Type 1 Diabetes Drug That Delays Onset Finally Got The FDA Stamp Of Approval


Those who suffer from Type 1 diabetes and who are scared to pass it off to their children can now breathe a sigh of relief. Tzield may be the solution as it has shown to slow the immune system’s attack on insulin-producing cells that are found in the pancreas. This injectable medicine is the first that belongs to a new family of medicines. This has found to halt the progression of type 1 diabetes, at least for a few years.

The U.S. Food and Drug Administration (FDA) has approved, for the first time ever, a drug that was designed to stall and delay the development of type 1 diabetes for those who suffer or who may suffer from it.

The intravenous drug is called teplizumab-mzwv (Tzield). This is perfect for both adults and children 8 years and older, particularly those who are at an extreme risk of developing type 1 diabetes but have not yet been diagnosed. This is also for those who fear that they may become dependent on insulin shots.

Tzield belongs to a new family of medicines. As mentioned, its main goal is to stall the immune system’s attack on insulin-producing cells, which is the underlying cause of the disease.

“Today’s approval of a first-in-class therapy adds an important new treatment option for certain at-risk patients,” said John Sharretts, MD. He is the director of the Division of Diabetes, Lipid Disorders, and Obesity in the FDA’s Center for Drug Evaluation and Research. He also release a statement regarding this. “The drug’s potential to delay clinical diagnosis of type 1 diabetes may provide patients with months to years without the burdens of disease.”
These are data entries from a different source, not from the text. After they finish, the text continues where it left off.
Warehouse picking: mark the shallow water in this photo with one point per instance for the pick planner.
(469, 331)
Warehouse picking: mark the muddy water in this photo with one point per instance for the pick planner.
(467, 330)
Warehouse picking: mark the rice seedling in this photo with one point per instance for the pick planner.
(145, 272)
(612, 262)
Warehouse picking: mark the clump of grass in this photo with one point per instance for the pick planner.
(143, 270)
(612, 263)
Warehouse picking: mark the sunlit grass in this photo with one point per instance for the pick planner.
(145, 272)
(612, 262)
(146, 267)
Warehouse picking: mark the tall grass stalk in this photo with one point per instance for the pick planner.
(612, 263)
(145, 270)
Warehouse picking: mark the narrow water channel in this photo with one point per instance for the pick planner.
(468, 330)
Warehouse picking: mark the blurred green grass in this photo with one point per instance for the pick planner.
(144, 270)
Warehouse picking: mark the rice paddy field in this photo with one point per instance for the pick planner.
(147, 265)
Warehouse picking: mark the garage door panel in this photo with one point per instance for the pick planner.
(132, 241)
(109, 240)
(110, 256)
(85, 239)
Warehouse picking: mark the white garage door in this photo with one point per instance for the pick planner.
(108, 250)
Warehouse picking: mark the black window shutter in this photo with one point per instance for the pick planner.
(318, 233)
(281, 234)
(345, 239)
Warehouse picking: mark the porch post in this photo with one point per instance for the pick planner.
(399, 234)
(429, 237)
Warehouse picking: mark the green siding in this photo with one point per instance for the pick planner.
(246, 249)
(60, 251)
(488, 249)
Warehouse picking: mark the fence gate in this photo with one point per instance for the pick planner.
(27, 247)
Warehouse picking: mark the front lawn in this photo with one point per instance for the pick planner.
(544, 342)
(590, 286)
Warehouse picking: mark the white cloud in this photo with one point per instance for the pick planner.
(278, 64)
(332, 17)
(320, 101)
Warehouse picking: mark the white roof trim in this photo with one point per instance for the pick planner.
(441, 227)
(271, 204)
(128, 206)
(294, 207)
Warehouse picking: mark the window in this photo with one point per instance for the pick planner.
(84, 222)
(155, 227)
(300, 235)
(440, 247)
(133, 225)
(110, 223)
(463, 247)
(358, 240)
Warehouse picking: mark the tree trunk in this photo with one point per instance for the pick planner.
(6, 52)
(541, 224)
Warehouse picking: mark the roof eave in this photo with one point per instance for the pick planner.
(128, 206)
When it comes to type 1 diabetes, the pancreas stop making the sufficient amount of insulin, which is a hormone that helps the body convert sugars from food into energy. Without this, the sugars accumulate in the bloodstream. When left untreated, this leads to serious complications such as heart disease, kidney failure, amputations, and blindness. Those who have been diagnosed with this will be dependent on lifelong treatments with insulin shots or will need to use an insulin pump.

According to the American Diabetes Association, those who develop type 1 diabetes inherit the risk factors from both parents. People with a parent or a sibling with it can request for blood tests to see if they are prone to it as well. Once these attacks happen, they almost always get type 1 diabetes, which is the kind that needs insulin shots. Of course, the progression differs from one person to the next.

Tzield has the ability to slow down the progression for those who have the stage 2 disease. According to Emory University, stage 2 hasn’t fully blown yet and they do not require treatment at the moment, but those on the stage may see damaged insulin-producing cells in the pancreas and abnormal levels of blood sugar.

The FDA gave their approval to Tzield because of the clinical trial that involved 76 patients who suffered from the stage 2 disease. Here, scientists had randomly the patients with daily infusions of either Tzield or a placebo for two weeks.

The researchers then performed a median follow-up period of 51 months. This was when they saw that only 45 percent of the patients in the Tzield group developed type 1 diabetes. They placed the data side by side with the 72 percent with the placebo.

The average progression time for type 1 diabetes was also twice as long with the help of Tzield. They found that the disease happened 50 months after as opposed to the 25 months that happened in the placebo group.

As for children who were at a high risk, stalling this disease by several years can be important especially when you need to provide them with time for maturity so that they will know how to navigate their life as they live with this disease.

“A delay in the onset of type 1 diabetes will have a tremendous impact on the daily lives of people at risk for diabetes, their families, and the overall health system,” shared Aaron Kowalski, PhD. He is the chief executive officer of the Juvenile Diabetes Research Foundation. He released a statement after the FDA approved the drug.

“It would free them from the constant burden and stress of blood-sugar monitoring and insulin administration,” Dr. Kowalski said. “It would free them from the worry and fear of short- and long-term complications, while giving them the opportunity to learn more about disease management.”

As for the side effects of Tzield, the most common ones reported by FDA were decreased white blood cell levels, rashes, and headaches. There are those that had the rare, more serious ones such as infections, interference with usual vaccinations, and what’s often referred to as cytokine release syndrome. The latter refers to when the immune system goes into overdrive and results to fever, body aches, and sometimes, organ failure.

The approval was delayed by the FDA in July 2021 when regulators required further information about the body’s response to it. Then, it was moved again in June 2022 because the FDA needed to extend the review period for it, as its developer Provention Bio shared then.